Cette jeune femme à sa fenêtre est technicienne en imagerie médicale à la Fondation Rotschild à Paris. Elle raconte ses douze heures de travail quotidien, les radios à faire en chambre pour les patients Covid entubés, les scanners thoraciques qui font le diagnostic de la maladie en révélant l’infection généralisée des poumons, le long et éprouvant protocole hygiénique de protection pour ne pas s’infecter soi-même et infecter les autres… Elle raconte la tension dans les étages, le rythme démoralisant des décès, la morgue de substitution dressée dans la cour de l’hôpital. Aujourd’hui, c’est son jour de repos. Elle profite des quelques minutes où le soleil vient lécher la façade de son immeuble, dont elle occupe un studio de 17m2 en rez-de-chaussée.

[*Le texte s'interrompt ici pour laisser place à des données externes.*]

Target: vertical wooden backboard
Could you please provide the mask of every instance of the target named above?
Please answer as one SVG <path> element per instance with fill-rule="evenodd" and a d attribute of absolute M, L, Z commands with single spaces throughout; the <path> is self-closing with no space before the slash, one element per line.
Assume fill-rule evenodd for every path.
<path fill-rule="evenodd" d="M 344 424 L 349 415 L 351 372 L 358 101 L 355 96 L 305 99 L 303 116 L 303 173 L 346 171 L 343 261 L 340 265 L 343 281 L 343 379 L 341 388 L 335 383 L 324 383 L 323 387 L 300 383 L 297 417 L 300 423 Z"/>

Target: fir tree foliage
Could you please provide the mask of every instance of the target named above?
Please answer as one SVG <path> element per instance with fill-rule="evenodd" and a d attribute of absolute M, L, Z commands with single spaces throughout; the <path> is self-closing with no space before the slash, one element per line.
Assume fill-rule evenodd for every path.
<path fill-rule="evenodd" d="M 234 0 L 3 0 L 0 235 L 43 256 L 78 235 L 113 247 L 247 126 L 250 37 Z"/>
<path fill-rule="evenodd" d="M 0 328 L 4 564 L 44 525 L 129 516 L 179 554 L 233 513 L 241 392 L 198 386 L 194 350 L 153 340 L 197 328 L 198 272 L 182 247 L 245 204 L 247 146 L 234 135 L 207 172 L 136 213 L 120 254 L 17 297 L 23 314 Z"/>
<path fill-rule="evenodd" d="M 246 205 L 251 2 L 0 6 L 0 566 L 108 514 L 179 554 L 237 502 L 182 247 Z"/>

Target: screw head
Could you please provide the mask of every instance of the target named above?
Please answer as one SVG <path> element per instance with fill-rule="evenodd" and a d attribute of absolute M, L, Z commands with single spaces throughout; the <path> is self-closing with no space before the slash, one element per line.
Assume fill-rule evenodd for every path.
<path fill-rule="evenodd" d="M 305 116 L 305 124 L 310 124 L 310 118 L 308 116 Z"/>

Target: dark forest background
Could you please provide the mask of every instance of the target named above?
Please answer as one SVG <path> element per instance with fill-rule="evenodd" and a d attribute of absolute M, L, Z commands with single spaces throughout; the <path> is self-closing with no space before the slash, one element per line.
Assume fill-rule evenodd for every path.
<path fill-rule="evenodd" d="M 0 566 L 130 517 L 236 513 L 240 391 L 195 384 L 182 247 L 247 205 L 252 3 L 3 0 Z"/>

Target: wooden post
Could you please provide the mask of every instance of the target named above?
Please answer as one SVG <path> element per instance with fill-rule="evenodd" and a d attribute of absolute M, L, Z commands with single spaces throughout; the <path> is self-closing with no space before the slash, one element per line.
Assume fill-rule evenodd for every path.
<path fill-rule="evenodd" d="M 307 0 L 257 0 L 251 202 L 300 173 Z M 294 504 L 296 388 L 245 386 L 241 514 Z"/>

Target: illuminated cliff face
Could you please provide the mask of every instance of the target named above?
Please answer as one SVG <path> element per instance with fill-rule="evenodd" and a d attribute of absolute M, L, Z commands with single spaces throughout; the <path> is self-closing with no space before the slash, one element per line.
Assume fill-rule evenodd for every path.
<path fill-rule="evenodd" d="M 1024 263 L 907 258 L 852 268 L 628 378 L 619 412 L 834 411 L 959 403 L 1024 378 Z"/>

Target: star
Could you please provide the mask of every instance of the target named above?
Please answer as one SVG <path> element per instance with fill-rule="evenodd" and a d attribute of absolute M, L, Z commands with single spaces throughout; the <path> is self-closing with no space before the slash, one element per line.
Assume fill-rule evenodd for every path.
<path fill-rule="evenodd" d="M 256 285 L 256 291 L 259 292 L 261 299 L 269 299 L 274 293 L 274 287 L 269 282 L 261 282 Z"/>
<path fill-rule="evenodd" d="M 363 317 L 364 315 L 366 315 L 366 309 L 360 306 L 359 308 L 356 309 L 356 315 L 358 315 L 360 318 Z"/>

L’Etat d’urgence, sanitaire ou non, c’est avant tout une décision (démocratique, ici) de restreindre les libertés individuelles et collectives. De ce fait, il naît toujours une réflexion sur la coercition et les moyens mis en oeuvre pour l’appliquer. Je m’intéressais déjà de loin à la question des technologies de surveillance et le confinement a été le déclencheur d’une réflexion visuelle sur ce thème. J’ai commencé à cartographier mes déplacements par le biais d’une trace GPS quasi ininterrompue, jour et nuit. Parallèlement, je me suis mis à photographier ces dômes dit de « vidéoverbalisation », un terme de novlangue se substituant à celui, plus inquiétant, de vidéosurveillance.

Fleur poussant dans un recoin de la villa de l’Ermitage. Le confinement a ceci de particulier qu’il est intervenu au moment même où la nature, elle, entamait son déconfinement saisonnier. C’est quelque chose que tout le monde a remarqué. Le soleil, la douceur, le retour des oiseaux migrateurs, les arbres en fleur… Je n’ai jamais vu autant de monde prendre conscience de la présence des plantes dans la ville. S’attarder auprès d’un massif de glycines, cueillir quelques pissenlits à travers les grilles d’un jardin, se prendre en photo devant un cerisier du Japon… Les Confins sont parsemés de fleurs car, en travaillant sur le terrain, je réalise souvent des herbiers (physiques ou, comme ici, numériques). C’est plus qu’un détail ou un enjolivement, c’est une attention portée aux formes de vie non-humaines qui contribuent à faire d’un lieu un espace émergeant de liens, de formes et d’interactions entre les vivants.

Inscription murale près de la place des Fêtes. Les mots parlent d’eux-mêmes. Ils disent surtout, au-delà du contexte d’épidémie dans lequel ils ont fleuri, le niveau d’exigence politique qui n’a cessé de s’élever devant les enjeux sociaux, économiques et environnementaux auxquels nous faisons face. Ils sont le symptôme d’une conscience aigüe des problèmes structurels de notre société, et le signe que les gouvernants ne peuvent désormais plus gouverner contre leurs propres citoyens dans une optique strictement libérale du bien public et commun.